EgoScale: Scaling Dexterous Manipulation with Diverse Egocentric Human Data
2026-02-18 • Robotics
Robotics
AI summaryⓘ
The authors created EgoScale, a system that learns fine hand movements for robots by training on a huge amount of video data showing humans using their hands. They found that the more human data they used, the better the robot learned to perform tasks, and this improvement could be predicted. Their method involves first training on large human datasets, then quickly adapting the model to the robot's movements with minimal extra training. This approach significantly improved the robot's success at dexterous tasks and worked even when the robot had fewer fingers than the human hand videos used in training.

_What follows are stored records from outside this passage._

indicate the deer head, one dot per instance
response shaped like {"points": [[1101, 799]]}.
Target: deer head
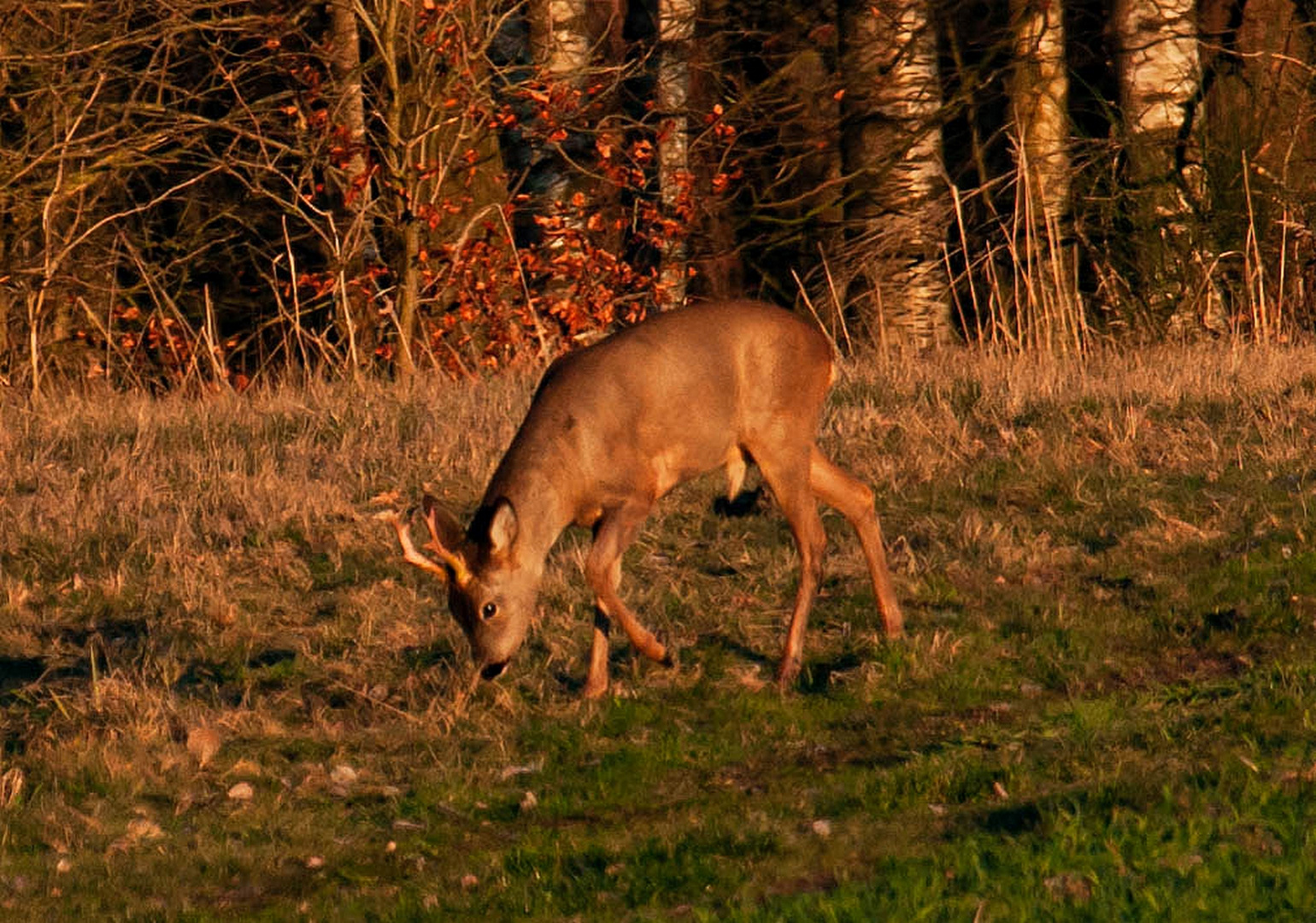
{"points": [[490, 593]]}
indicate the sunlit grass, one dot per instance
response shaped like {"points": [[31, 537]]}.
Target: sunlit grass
{"points": [[223, 694]]}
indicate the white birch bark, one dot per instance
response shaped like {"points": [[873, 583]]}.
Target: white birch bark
{"points": [[675, 32], [1048, 309], [891, 150], [1160, 73]]}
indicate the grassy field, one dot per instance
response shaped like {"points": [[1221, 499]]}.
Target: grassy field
{"points": [[224, 696]]}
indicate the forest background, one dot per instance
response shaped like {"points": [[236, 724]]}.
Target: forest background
{"points": [[212, 191]]}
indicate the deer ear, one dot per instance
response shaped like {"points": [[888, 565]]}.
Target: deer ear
{"points": [[503, 527]]}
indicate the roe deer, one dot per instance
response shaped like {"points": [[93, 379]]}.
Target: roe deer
{"points": [[616, 426]]}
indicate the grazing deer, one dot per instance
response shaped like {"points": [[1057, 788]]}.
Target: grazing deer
{"points": [[616, 426]]}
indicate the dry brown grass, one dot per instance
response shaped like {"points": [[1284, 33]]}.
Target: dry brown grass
{"points": [[180, 570]]}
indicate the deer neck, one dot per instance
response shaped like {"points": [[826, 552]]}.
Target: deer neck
{"points": [[541, 515]]}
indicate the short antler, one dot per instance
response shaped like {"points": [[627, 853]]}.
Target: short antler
{"points": [[460, 572], [409, 552]]}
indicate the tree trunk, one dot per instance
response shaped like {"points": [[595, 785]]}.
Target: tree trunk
{"points": [[355, 240], [560, 44], [1048, 309], [891, 151], [1160, 78], [675, 31]]}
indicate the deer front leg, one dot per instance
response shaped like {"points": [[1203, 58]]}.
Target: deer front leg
{"points": [[596, 684], [790, 486], [612, 535]]}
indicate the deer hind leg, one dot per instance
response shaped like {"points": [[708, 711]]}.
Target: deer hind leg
{"points": [[612, 535], [855, 501], [790, 484]]}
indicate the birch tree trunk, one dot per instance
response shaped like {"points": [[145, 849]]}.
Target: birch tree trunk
{"points": [[355, 241], [896, 203], [1048, 309], [675, 31], [560, 45], [1160, 77]]}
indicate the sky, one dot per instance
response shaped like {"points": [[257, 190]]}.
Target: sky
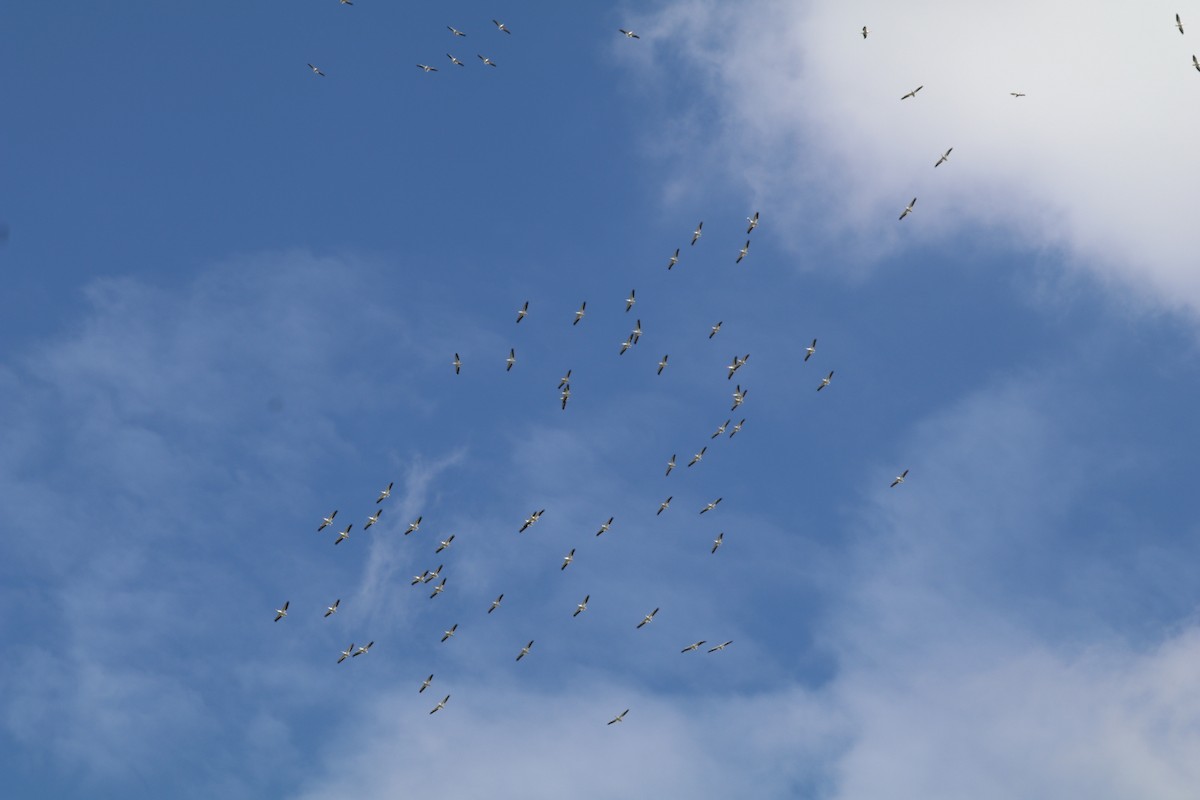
{"points": [[235, 289]]}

dexterous manipulationegocentric videoVision Language Action (VLA) modelhuman to robot transferrobotic handdegrees of freedom (DoF)pretrainingrobot policylong horizon tasksembodiment agnostic
Authors
Ruijie Zheng, Dantong Niu, Yuqi Xie, Jing Wang, Mengda Xu, Yunfan Jiang, Fernando Castañeda, Fengyuan Hu, You Liang Tan, Letian Fu, Trevor Darrell, Furong Huang, Yuke Zhu, Danfei Xu, Linxi Fan
Abstract
Human behavior is among the most scalable sources of data for learning physical intelligence, yet how to effectively leverage it for dexterous manipulation remains unclear. While prior work demonstrates human to robot transfer in constrained settings, it is unclear whether large scale human data can support fine grained, high degree of freedom dexterous manipulation. We present EgoScale, a human to dexterous manipulation transfer framework built on large scale egocentric human data. We train a Vision Language Action (VLA) model on over 20,854 hours of action labeled egocentric human video, more than 20 times larger than prior efforts, and uncover a log linear scaling law between human data scale and validation loss. This validation loss strongly correlates with downstream real robot performance, establishing large scale human data as a predictable supervision source. Beyond scale, we introduce a simple two stage transfer recipe: large scale human pretraining followed by lightweight aligned human robot mid training. This enables strong long horizon dexterous manipulation and one shot task adaptation with minimal robot supervision. Our final policy improves average success rate by 54% over a no pretraining baseline using a 22 DoF dexterous robotic hand, and transfers effectively to robots with lower DoF hands, indicating that large scale human motion provides a reusable, embodiment agnostic motor prior.